The Atlanta Journal-Constitution
Trump has confidence in EPA director Pruitt
Adminstrator under fire for condo rental deal, aide pay hikes.
The president said Thursday he was standing behind his agency chief, who is facing a mounting cascade of ethics questions.
President Donald Trump said he still has confidence in the embattled EPA Administrator Scott Pruitt, who has been the subject of a cascade of ethics questions in recent days that cast doubt on his future in the job.
“I do,” Trump said Thursday when asked if he had confidence in the Environmental Protection Agency chief as he boarded Air Force One for a trip to West Virginia.
Pruitt has been under fire for the disclosure that he rented a condo from the wife of a prominent lobbyist under unusual terms and that the EPA used an obscure law to boost the pay of two Pruitt aides over the White House’s objections.
The news has spurred calls for an investigation by Congress and the EPA’s watchdog. The White House said Wednesday it is conducting its own review of the rental arrangement.

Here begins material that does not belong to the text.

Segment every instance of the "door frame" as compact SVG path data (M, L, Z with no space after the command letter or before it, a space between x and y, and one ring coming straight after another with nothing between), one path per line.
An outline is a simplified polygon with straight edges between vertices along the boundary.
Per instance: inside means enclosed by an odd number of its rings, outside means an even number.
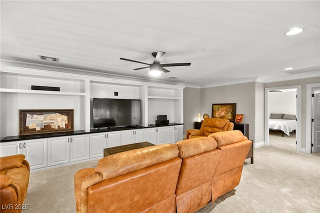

Meanwhile, the author of an analysis the EPA used to justify Pruitt’s lease arrangement has authored a new memo stressing the review doesn’t clear Pruitt of all ethical questions involving the arrangement.
Kevin Minoli, the designated EPA ethics official who conducted the review, says it only scrutinized whether the condo lease ran afoul of federal ethics regulations prohibiting certain gifts. He concluded it didn’t.
But Minoli, in a new memo obtained by Bloomberg News, says he wasn’t asked to and didn’t examine whether the arrangement violated other ethics rules, nor “whether the actual use
of the space was consistent” with the lease agreement.
“A federal employee must comply with the standards of ethical conduct, including those related to impartiality, at all times,” Minoli wrote in the 24-page memo dated April 4.
Trump on Wednesday privately asked some lawmakers to share their opinions of Pruitt, said two people familiar with the requests. The president didn’t signal any intention to fire Pruitt, said the people, who asked not to be named discussing private conversations with the president.
Trump asked the lawmakers how they thought Pruitt was doing politically, the people said.
Also Wednesday, a top Pruitt ally at the EPA, Samantha Dravis, the associate administrator of the agency’s office of policy, resigned, according to an EPA official who asked for anonymity because the departure hadn’t yet been made public. Dravis came to the EPA after serving with Pruitt when she was general counsel of the Republican Attorneys General Association.
Meanwhile, conservative activists and industry allies
are mounting an aggressive campaign to keep Pruitt in his job.
CEOs are calling President Donald Trump to argue against firing the man they see as a champion of deregulation. Senators are warning that getting an equally business-friendly replacement confirmed won’t be easy. And aides have been booking him for a series of conservative-media appearances.
“We are very much in support of him and making it known,” said Tom Pyle, who heads the American Energy Alliance, an influential free-market advocacy group. “Obviously, he is an ideal administrator.”
The unusual campaign aims to overcome Trump’s inclination to dispatch top officials with little warning. Other recent departures — including Secretary of State Rex Tillerson and Veterans Affairs Secretary David Shulkin — haven’t benefited from a similarly coordinated outpouring of external support.